Depuis les années 80, pour ne pas remonter plus loin, la Suède a successivement donné l’asile aux Palestiniens, aux Kurdes, aux ex-Yougoslaves, aux Irakiens, aux Erythréens ou aux Somaliens et aujourd’hui aux Syriens. Au-delà de l’asile accordé aux demandeurs qui arrivent sur son territoire, la Suède participe de longue date aux programmes de réinstallation du Haut Commissariat des Nations unies pour les réfugiés (HCR). La réponse suédoise face à l’arrivée des réfugiés fuyant la Syrie est assez proche de celle qu’elle avait adoptée pour les demandeurs d’asile irakiens après la chute du régime de Saddam Hussein en 2003. La Suède a appliqué, jusqu’en 2008, les recommandations du HCR, en octroyant une carte de résidence sur base humanitaire aux demandeurs d’asile irakiens. A cette époque, la Suède a accueilli à elle seule la moitié des Irakiens ayant déposé une demande d’asile dans l’un des pays de l’Union. La ville de Södertälje, au sud de Stockholm, qui accueille un nombre très important de réfugiés irakiens devient alors une véritable centralité migratoire pour certains groupes comme les Assyro-Chaldéens, la principale communauté chrétienne d’Irak. Cette ville accueille à nouveau des réfugiés syriens. Face à la persistance des politiques d’asile restrictives dans les autres pays membres de l’Union européenne, la Suède a décidé, en 2008, de limiter l’octroi du permis de résidence sur base humanitaire, officiellement en raison de l’évolution de la situation en Irak, et a signé, en février 2008, un accord de réadmission avec les autorités irakiennes. A dix ans d’intervalle, un scénario presque similaire s’est déroulé. Alors que la Suède avait adopté au début du conflit en Syrie une politique d’asile très peu restrictive – basée sur l’accueil de l’ensemble des demandeurs d’asile venus de Syrie – suivant à nouveau les recommandations du HCR. Elle a ensuite durci sa politique, entre autres face à l’absence de réponse coordonnée à l’échelle de l’Union européenne. Ce ne sont donc pas que des considérations de politique interne qui permettent d’expliquer le changement de politique en Suède vis-à-vis des migrants, mais aussi l’absence de réponse à l’échelle européenne.

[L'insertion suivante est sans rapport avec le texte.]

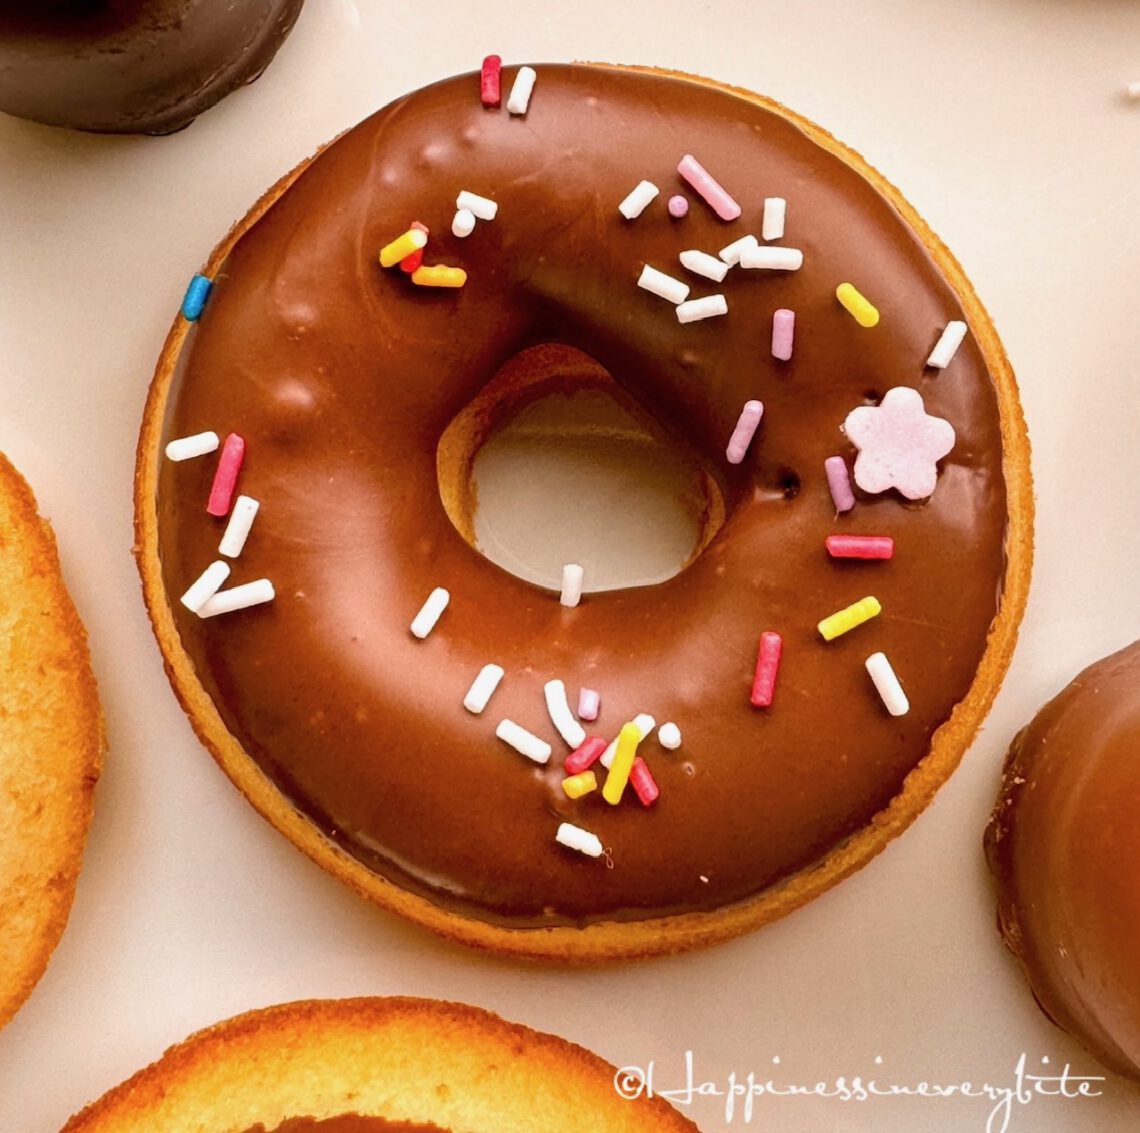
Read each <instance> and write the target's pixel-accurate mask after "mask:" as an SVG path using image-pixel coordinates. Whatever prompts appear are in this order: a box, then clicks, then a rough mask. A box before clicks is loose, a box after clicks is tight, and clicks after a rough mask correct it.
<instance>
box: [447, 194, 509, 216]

Il faut également noter que la réponse suédoise se pose aussi dans des termes légèrement différents de ceux d’autres pays européens. La question des conditions de l’accueil des demandeurs d’asile, en termes de logement, d’éducation ou d’accès au marché du travail est centrale. A l’instar des autres pays scandinaves, les programmes de prise en charge des demandeurs d’asile sont très développés, même si les résultats en termes d’intégration sur le marché du travail posent toujours problème. L’arrivée d’un nombre aussi important de Syriens ou d’Erythréens a augmenté fortement la pression sur les institutions sociales du pays. Aujourd’hui, comme dans bon nombre de pays européens, la présence des demandeurs d’asile, des réfugiés et des migrants est instrumentalisée par une partie de la classe politique suédoise. En pointant du doigt les réfugiés, ce sont des conceptions antagonistes de la société suédoise qui s’affrontent, dans un contexte de paralysie des institutions européennes et des Etats membres qui n’arrivent pas à formuler une politique d’asile (et au-delà migratoire) à l’échelle du continent.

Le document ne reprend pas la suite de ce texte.